As suas curiosas carreiras já inspiraram blockbusters
de Hollywood, como por exemplo “Apanha-me se Puderes”, filme estrelado
por Leonardo DiCaprio. A película era inspirada em Frank Abnegale Jr., o
célebre vigarista norte-americano que, além de fraudes financeiras,
fez-se passar por piloto, médico, advogado e professor na década de 60.
Portugal também tem um histórico considerável de peritos em falcatruas.
De Alves dos Reis à Dona Branca, o top cinco dos burlões fica completo
com a inclusão esta semana de Rui Pires Salvador, presidente da empresa
LibertaGia, acusada de desviar mais de mil milhões de euros através do
esquema da pirâmide. Em Espanha é acusado de ter lesado três milhões de
pessoas.Rui Pires Salvador
Rui Pires Salvador foi condutor de autocarros e empregado de mesa,
antes de se tornar presidente da empresa LibertaGia. Dizia que queria
acabar com a pobreza, mas terá montado um esquema em pirâmide, à
semelhança do de Dona Branca, que poderá ter afectado cerca de 3 milhões
de pessoas em 26 países diferentes. O embrião do estratagema terá
surgido em 2003, no Parque das Nações, Lisboa, onde Rui Salvador deu uma
palestra para confirmar a veracidade do seu projecto.

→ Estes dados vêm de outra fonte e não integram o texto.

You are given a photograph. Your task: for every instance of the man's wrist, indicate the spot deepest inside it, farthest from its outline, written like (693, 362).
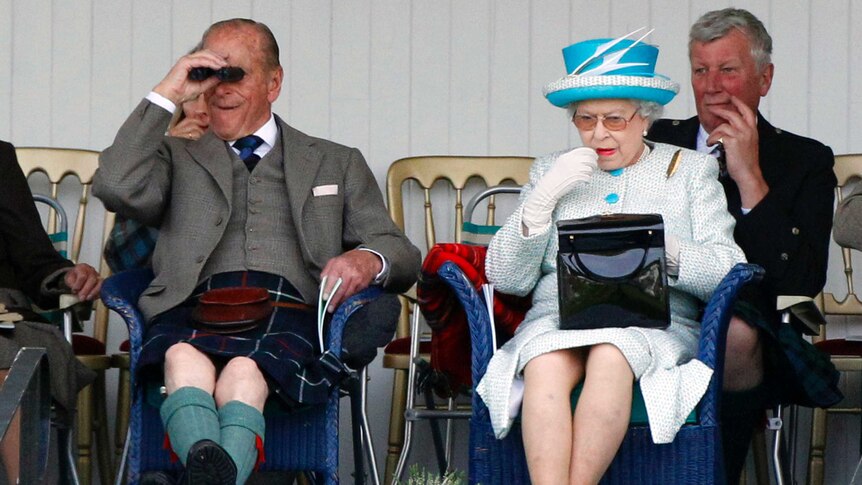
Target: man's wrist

Na sessão, garantia que era possível ganhar 70€ diários com um
negócio de publicidade online, que teria um retorno anual de 350%. Uma
promessa de dinheiro fácil. A partir daí, a expansão foi imediata,
angariando mais de 1,5 milhões de investidores dos mais variados países,
em pouco mais de dois anos. O núcleo do esquema estaria situado em
Espanha, país onde terá conseguido ludibriar 250 mil pessoas. O sucesso
do plano começou a decair em 2014, quando os investidores começaram a
não receber os pagamentos devidos. Recentemente, o tribunal de Granada
obteve os documentos divulgados pelo “El País”, que mostram que a
LibertaGia está com 134 milhões de dívidas acumuladas.
Em Portugal, as queixas sucedem-se.“ Tivemos alguns contactos, num
volume não muito elevado, o que não é surpreendente nos esquemas em
pirâmide”, disse à TVI24 e à Lusa o analista financeiro da Deco, André
Gouveia, explicando que muitas pessoas acabam por não denunciar a
situação “por vergonha ou porque têm esperança de recuperar o seu
dinheiro”. Rui Pires Salvador está em parte incerta, os telefones da
empresa estão desligados e a investigação continua, mas só em Espanha. O
processo corre na 5.ª Vara do Tribunal de Granada e foi aberto em
Março, na sequência de uma queixa da Lemat – uma sociedade de advogados.
Por cá, a Polícia Judiciária também já está a investigar o caso.
Considerado por muitos como o maior burlão português da história, Artur Virgílio Alves dos Reis, foi a “mastermind” por detrás da maior falsificação de notas de banco de sempre.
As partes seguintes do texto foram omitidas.